The risk of sICH with the use of various endovascular devices will continue to decline as new, smaller calibre devices are brought to market. The success of various endovascular devices in treating AIS usually requires a fine balance between ease of use, safety feasibility and efficacy. Devices which are easier to use and have a proven morbidity and mortality benefit continue to revolutionise the way we treat AIS.

Compliance with NHMRC Guidelines

NHMRC values and principles of ethical conduct were upheld during the completion of this studyas per the NHMRC 2007 National Statement of Ethical Conduct in Human Research (NHMRC, 2007). All data included in the present study was obtained from databases which are available to the public. This study posed negligible risk to the parties involved and did not require direct human participation, as such, ethics approval was not obtained. Potential benefits of the study include providing a more evidence based approach to the treatment of acute ischaemic stroke in anticoagulated patients.
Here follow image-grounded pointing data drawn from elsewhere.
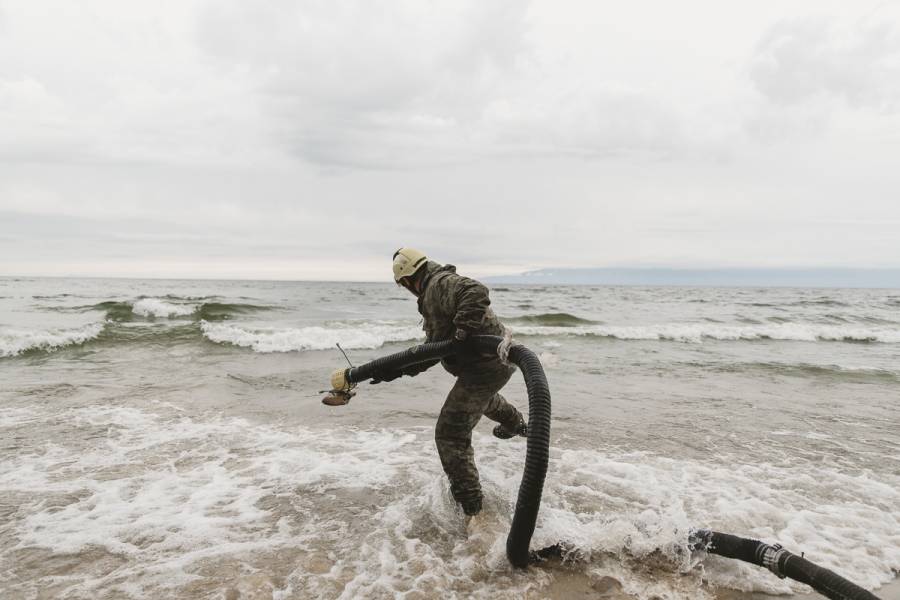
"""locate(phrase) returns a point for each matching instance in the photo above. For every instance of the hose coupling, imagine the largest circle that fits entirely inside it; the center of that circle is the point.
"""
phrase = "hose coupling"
(770, 557)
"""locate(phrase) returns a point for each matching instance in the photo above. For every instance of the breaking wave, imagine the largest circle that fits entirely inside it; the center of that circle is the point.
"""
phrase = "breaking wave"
(270, 339)
(167, 307)
(551, 320)
(236, 499)
(14, 342)
(698, 332)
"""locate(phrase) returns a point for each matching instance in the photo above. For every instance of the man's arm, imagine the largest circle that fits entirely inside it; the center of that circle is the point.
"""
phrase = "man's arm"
(472, 301)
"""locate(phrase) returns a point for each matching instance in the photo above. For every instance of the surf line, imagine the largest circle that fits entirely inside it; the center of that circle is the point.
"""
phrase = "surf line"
(537, 456)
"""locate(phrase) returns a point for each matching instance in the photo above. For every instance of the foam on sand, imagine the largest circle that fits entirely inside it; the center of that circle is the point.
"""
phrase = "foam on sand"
(192, 506)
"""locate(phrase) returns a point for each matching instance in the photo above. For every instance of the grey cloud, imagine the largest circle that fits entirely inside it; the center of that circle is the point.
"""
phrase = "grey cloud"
(419, 85)
(801, 60)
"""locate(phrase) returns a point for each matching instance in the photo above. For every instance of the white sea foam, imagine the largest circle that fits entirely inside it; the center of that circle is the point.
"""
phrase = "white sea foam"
(270, 339)
(349, 513)
(155, 307)
(697, 332)
(16, 341)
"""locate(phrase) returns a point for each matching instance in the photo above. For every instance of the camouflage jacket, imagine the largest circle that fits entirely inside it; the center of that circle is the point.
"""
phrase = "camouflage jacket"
(450, 302)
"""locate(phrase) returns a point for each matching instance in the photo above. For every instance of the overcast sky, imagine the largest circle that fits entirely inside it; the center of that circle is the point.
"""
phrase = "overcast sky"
(309, 140)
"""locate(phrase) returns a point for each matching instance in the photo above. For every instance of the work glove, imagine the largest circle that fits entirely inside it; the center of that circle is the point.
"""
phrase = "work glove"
(339, 381)
(386, 376)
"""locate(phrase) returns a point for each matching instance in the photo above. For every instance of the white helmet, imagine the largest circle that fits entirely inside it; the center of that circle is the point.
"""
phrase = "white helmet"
(406, 262)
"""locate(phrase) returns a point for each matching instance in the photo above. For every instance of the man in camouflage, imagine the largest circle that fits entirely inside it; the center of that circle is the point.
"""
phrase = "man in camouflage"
(454, 308)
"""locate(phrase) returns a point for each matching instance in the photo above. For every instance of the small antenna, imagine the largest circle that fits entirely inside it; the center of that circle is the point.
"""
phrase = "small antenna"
(345, 355)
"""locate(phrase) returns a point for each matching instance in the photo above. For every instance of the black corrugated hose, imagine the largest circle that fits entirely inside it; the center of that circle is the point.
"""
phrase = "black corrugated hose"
(537, 453)
(779, 561)
(775, 558)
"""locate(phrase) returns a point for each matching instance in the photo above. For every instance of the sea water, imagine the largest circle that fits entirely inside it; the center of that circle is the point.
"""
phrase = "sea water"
(166, 439)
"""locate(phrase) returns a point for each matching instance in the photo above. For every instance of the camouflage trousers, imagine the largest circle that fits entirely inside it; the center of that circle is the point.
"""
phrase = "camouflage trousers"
(475, 393)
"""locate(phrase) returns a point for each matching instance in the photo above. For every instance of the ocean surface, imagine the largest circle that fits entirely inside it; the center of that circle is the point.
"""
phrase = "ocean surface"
(165, 439)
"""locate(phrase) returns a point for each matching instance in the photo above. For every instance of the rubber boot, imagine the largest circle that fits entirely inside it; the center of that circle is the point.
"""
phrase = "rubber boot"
(504, 434)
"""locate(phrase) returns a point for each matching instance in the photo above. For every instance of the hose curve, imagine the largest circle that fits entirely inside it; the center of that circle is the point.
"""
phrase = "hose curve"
(537, 454)
(781, 562)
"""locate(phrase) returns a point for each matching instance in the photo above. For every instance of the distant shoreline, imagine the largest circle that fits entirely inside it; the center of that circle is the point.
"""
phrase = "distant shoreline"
(887, 279)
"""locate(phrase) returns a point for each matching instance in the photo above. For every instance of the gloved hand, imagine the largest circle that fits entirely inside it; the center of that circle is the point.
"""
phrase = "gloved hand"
(462, 345)
(387, 376)
(339, 381)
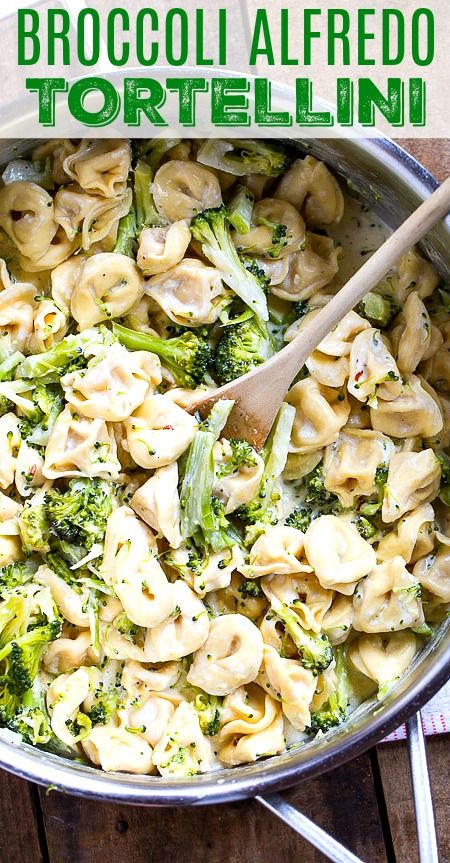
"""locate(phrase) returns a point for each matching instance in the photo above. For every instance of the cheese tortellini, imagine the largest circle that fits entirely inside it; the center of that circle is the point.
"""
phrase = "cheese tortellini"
(191, 294)
(198, 603)
(107, 286)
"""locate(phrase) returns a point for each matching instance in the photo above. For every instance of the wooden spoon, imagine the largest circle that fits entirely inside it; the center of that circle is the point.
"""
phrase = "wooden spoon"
(258, 394)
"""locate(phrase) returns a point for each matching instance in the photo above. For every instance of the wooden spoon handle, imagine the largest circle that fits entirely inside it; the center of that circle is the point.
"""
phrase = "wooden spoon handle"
(367, 277)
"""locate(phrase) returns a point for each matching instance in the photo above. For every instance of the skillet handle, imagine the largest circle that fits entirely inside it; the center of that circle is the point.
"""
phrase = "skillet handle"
(423, 801)
(423, 804)
(306, 828)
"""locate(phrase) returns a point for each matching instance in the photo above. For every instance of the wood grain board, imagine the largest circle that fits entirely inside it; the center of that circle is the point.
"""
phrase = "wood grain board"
(367, 804)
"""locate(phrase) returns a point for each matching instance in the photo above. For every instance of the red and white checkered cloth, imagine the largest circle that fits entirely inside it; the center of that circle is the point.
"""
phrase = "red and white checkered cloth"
(435, 717)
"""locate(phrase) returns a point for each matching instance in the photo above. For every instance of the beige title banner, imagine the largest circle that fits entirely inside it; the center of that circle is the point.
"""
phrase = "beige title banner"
(312, 68)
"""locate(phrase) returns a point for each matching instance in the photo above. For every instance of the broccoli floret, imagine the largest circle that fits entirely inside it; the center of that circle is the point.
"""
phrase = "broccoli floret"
(241, 157)
(146, 213)
(15, 614)
(444, 491)
(17, 574)
(334, 711)
(242, 347)
(152, 150)
(31, 172)
(365, 527)
(49, 401)
(202, 515)
(126, 627)
(300, 518)
(209, 709)
(126, 234)
(60, 567)
(317, 501)
(34, 528)
(242, 455)
(79, 515)
(262, 509)
(21, 660)
(32, 721)
(317, 495)
(280, 237)
(187, 357)
(315, 650)
(381, 475)
(105, 704)
(211, 229)
(8, 364)
(70, 353)
(250, 589)
(300, 309)
(240, 209)
(380, 309)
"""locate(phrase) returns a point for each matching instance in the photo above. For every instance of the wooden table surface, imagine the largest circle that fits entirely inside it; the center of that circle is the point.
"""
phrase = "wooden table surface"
(367, 804)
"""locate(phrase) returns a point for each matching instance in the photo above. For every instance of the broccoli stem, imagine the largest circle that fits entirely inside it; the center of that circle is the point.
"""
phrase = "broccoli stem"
(196, 489)
(146, 212)
(211, 229)
(55, 360)
(152, 150)
(315, 650)
(240, 210)
(378, 308)
(187, 357)
(126, 234)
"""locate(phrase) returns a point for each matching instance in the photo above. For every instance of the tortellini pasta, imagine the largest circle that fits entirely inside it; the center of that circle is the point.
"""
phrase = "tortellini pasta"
(94, 217)
(183, 632)
(412, 538)
(239, 486)
(158, 432)
(107, 286)
(27, 217)
(373, 372)
(387, 599)
(182, 189)
(350, 463)
(309, 270)
(230, 657)
(415, 411)
(157, 502)
(100, 167)
(433, 572)
(310, 187)
(117, 749)
(17, 309)
(413, 479)
(339, 556)
(114, 387)
(183, 749)
(252, 726)
(131, 566)
(81, 446)
(161, 248)
(202, 599)
(291, 684)
(277, 551)
(412, 334)
(268, 215)
(383, 658)
(190, 293)
(320, 413)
The study also demonstrates academic merit as well as the principle of beneficence in accordance with the NHMRC statement. Research performed was conducted in a non-discriminatory manner with maintenance of respect for autonomy of individuals involved in the studies reviewed. The results of the study were disseminated as reasonable for the type and scope of this study, maintaining the principle of justice.

Conflicts of Interest

The author has not declared any conflicts of interest to disclose.